SpaceX did not respond to a request for comment for this story, nor has it responded to routine inquiries from reporters in years.
In her book, Garver also recounts the harassment she said she endured during her career in aerospace, which spanned NASA as well as various other corporate and government jobs. Being objectified was simply “a part of being a woman working in aerospace when I was in my twenties and thirties,” she said.
In her book, she recalls one NASA supervisor who once “told me to come into his office so I could get my birthday spanking” in front of several colleagues.
In a separate incident, Garver recalled being in Moscow in her thirties when “a senior aerospace contractor who had been over-served pushed his way into my hotel room, shoving me onto the bed.”
“I was able to get out from under him and run into the hall, finding a colleague to intervene,” she wrote.
“I never reported the incident to NASA or to his employer. Embarrassed and assuming it would be my own career that suffered, I—like so many others—swept such occurrences under the rug,” she wrote. “I’m ashamed for many reasons, but mostly because the behavior likely continued.”
“It is time to end justifications for rooted misconduct as well as the field’s predominance of people—including in its leadership—who look and think the same way,” Garver wrote. “Progress toward diversity, equity, and inclusion has been much too slow.”

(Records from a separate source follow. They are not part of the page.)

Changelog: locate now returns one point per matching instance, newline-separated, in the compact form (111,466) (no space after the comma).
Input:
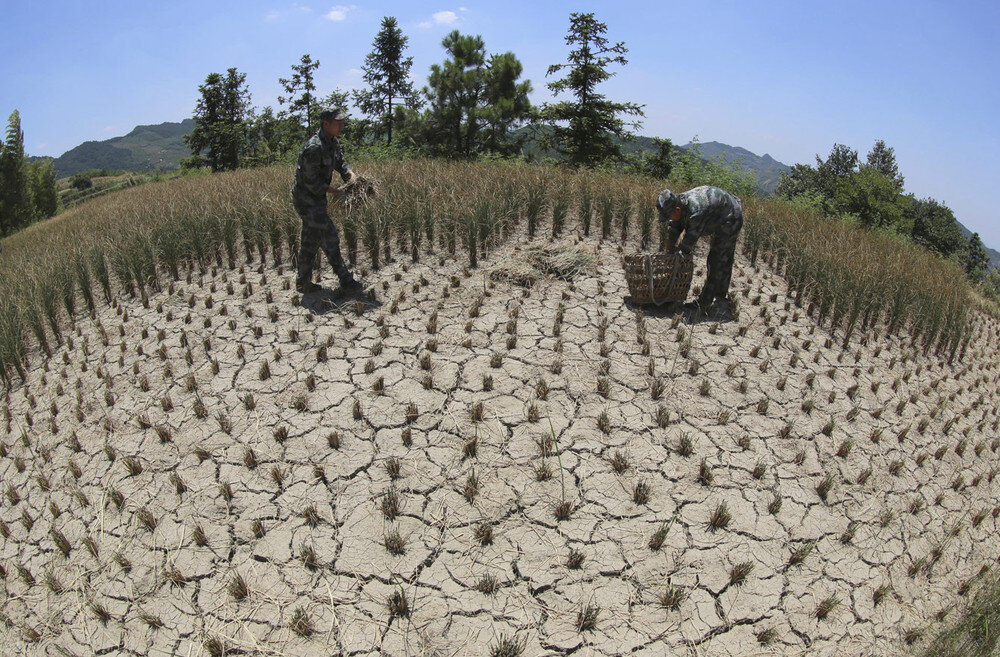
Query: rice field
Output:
(492,453)
(135,240)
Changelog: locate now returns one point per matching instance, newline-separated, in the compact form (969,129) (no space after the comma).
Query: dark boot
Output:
(350,283)
(307,287)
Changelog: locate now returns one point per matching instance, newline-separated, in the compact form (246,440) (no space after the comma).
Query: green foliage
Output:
(15,192)
(272,139)
(387,75)
(454,87)
(475,103)
(44,194)
(301,99)
(221,117)
(506,105)
(870,193)
(658,164)
(584,128)
(934,226)
(976,261)
(874,198)
(80,181)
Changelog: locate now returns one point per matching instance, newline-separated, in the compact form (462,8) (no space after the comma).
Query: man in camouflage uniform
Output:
(320,157)
(700,211)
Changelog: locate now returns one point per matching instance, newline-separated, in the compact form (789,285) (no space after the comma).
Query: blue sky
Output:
(785,78)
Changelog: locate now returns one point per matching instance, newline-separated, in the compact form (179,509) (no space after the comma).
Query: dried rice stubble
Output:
(524,267)
(358,193)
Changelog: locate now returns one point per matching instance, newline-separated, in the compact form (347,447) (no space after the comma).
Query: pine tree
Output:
(474,102)
(221,120)
(301,99)
(585,129)
(44,194)
(506,104)
(387,74)
(454,90)
(15,194)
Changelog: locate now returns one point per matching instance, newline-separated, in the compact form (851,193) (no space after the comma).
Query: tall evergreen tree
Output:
(455,89)
(44,193)
(15,194)
(221,121)
(387,74)
(506,104)
(585,129)
(474,102)
(301,99)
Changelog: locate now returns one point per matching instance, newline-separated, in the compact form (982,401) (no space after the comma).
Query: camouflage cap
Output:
(333,114)
(666,202)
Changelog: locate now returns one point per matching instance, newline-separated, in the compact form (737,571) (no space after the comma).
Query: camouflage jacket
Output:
(320,157)
(705,209)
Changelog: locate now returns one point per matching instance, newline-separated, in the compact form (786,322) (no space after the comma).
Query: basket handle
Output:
(647,264)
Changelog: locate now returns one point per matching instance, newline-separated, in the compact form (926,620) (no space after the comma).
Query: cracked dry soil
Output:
(467,467)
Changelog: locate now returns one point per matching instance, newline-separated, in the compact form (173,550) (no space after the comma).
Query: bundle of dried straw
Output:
(358,192)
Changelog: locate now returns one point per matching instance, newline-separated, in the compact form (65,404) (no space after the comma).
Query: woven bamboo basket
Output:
(658,277)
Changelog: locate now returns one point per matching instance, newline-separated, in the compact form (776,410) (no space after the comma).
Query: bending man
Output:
(320,157)
(704,211)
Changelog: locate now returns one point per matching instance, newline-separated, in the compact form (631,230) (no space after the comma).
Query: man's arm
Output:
(695,228)
(674,230)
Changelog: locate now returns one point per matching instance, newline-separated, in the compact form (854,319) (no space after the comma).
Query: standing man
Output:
(696,212)
(320,157)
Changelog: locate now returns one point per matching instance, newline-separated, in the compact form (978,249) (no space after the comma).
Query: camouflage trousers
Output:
(318,232)
(721,255)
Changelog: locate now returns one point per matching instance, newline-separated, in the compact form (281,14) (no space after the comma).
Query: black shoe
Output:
(350,283)
(307,288)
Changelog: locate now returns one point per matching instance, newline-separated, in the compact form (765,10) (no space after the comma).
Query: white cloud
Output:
(445,17)
(338,13)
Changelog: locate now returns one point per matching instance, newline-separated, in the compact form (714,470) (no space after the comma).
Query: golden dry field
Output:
(492,453)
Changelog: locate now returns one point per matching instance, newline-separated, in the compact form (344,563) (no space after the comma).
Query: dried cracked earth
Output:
(470,468)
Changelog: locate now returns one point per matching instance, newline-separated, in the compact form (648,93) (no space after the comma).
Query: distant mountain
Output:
(146,148)
(766,169)
(992,254)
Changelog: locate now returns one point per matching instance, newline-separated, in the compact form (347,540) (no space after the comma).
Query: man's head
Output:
(669,206)
(333,121)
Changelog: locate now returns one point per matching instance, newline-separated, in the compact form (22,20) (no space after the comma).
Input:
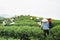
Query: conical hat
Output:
(44,20)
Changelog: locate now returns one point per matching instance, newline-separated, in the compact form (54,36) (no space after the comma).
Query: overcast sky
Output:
(42,8)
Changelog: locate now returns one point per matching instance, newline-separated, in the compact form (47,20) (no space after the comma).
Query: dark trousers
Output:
(46,32)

When Garver was selected to become NASA’s second-in-command in 2009, she said she had already been thinking for decades about shaking up the space agency’s contracting policies. The old way, known as “cost-plus” contracting, in some ways gave NASA’s corporate partners a blank check to get projects done, and they were routinely delayed and over budget.

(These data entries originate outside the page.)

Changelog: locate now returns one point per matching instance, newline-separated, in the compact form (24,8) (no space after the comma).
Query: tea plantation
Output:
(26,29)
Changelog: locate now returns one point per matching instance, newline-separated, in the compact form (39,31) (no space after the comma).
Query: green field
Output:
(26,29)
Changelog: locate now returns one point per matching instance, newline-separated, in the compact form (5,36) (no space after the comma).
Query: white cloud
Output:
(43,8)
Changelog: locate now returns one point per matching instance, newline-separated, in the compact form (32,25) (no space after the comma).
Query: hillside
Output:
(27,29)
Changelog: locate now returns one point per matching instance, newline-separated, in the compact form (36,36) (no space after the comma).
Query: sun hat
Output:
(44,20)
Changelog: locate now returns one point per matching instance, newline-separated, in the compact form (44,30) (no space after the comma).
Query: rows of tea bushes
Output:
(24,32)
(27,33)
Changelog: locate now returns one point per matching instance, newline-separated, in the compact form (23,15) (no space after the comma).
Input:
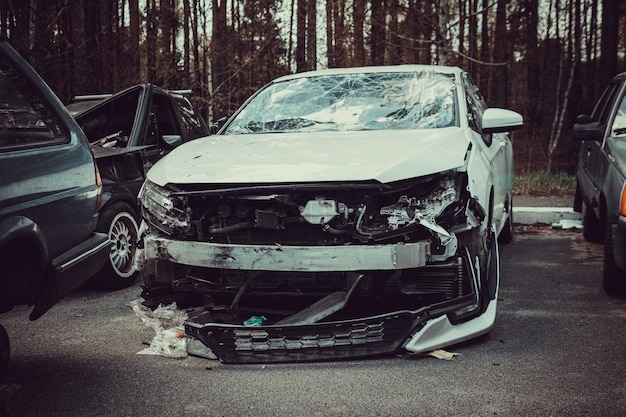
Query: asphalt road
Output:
(558,349)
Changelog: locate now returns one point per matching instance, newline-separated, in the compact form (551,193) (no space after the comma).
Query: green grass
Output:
(544,183)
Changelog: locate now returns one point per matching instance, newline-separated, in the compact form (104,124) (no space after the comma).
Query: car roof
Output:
(373,69)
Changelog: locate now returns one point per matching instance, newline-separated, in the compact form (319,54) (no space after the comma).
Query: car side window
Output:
(191,120)
(619,123)
(26,119)
(602,111)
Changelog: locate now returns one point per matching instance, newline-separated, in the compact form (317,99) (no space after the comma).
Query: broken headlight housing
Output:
(163,210)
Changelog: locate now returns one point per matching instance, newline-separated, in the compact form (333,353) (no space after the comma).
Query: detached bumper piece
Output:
(372,336)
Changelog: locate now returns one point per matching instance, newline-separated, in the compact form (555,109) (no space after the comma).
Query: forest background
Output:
(547,59)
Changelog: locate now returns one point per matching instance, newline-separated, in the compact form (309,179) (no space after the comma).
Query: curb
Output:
(543,215)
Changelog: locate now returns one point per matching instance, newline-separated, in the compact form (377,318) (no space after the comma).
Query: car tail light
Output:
(99,185)
(622,206)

The contracting method that Garver and a small contingent of others pioneered for human spaceflight programs at NASA is what’s come to be known as the commercial contracting structure. It allows companies to compete for contracts before NASA doles out fixed amounts of money. If projects run over budget, it is up to the contractors to cover the cost. But many aerospace stakeholders pushed back, arguing that human spaceflight programs were too technologically complex and expensive for multiple companies to attempt.
It was a contentious and fraught battle to attempt to change the system, Garver recalls.

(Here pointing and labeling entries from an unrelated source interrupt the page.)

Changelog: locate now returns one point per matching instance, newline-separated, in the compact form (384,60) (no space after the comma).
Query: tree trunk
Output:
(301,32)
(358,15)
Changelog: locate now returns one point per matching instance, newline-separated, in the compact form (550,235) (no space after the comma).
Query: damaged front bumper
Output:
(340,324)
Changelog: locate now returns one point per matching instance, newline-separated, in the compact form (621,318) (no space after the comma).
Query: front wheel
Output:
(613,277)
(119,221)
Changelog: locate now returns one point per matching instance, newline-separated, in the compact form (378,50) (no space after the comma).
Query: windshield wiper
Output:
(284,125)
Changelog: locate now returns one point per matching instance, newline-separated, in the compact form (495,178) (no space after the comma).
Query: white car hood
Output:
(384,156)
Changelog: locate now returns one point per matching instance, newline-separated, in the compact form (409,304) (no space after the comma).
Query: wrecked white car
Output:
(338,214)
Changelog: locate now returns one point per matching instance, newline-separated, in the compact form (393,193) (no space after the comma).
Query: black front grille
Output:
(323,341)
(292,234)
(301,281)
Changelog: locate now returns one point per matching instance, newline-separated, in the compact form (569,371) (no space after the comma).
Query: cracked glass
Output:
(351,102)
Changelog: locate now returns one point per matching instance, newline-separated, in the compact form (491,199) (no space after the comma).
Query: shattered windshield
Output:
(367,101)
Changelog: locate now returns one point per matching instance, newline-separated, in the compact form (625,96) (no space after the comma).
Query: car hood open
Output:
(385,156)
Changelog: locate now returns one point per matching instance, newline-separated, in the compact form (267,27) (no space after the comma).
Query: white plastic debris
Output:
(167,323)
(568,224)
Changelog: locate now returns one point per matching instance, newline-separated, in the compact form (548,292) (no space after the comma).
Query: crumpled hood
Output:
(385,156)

“Senior industry and government officials took pleasure in deriding [SpaceX] and Elon in the early years,” Garver wrote in her book. “To me, this seemed irresponsible.”
At one point, Garver described herself as one of Musk’s “most ardent supporters [and] defenders.”
Ultimately, the Commercial Crew Program was approved and funded by Congress. SpaceX and Boeing were both chosen for multi-billion dollar contracts, and two years ago, SpaceX’s Crew Dragon spacecraft safely delivered its first crew of astronauts to the International Space Station. The company has since completed three additional launches for NASA astronauts as well as two purely commercial missions for wealthy thrillseekers. (Boeing is still working to get its Starliner spacecraft operational but completed a test flight last month.)
SpaceX’s success won over many of the Commercial Crew Program’s former skeptics.
Still, Garver admits that she did not expect SpaceX would be the standout in the commercial space race. When she was first imagining this new approach to awarding contracts, it was “so long before the billionaire investors in space” were part of the public imagination. “We always thought it would be [legacy] aerospace companies,” such as Lockheed Martin or Boeing, she told CNN.
“It’s not something we envisioned for a number of reasons,” she said. “First being that we didn’t envision billionaires amassing this many billions.”
Correction: An earlier version of this story omitted the context to Garver's quote about not reporting an incident to NASA.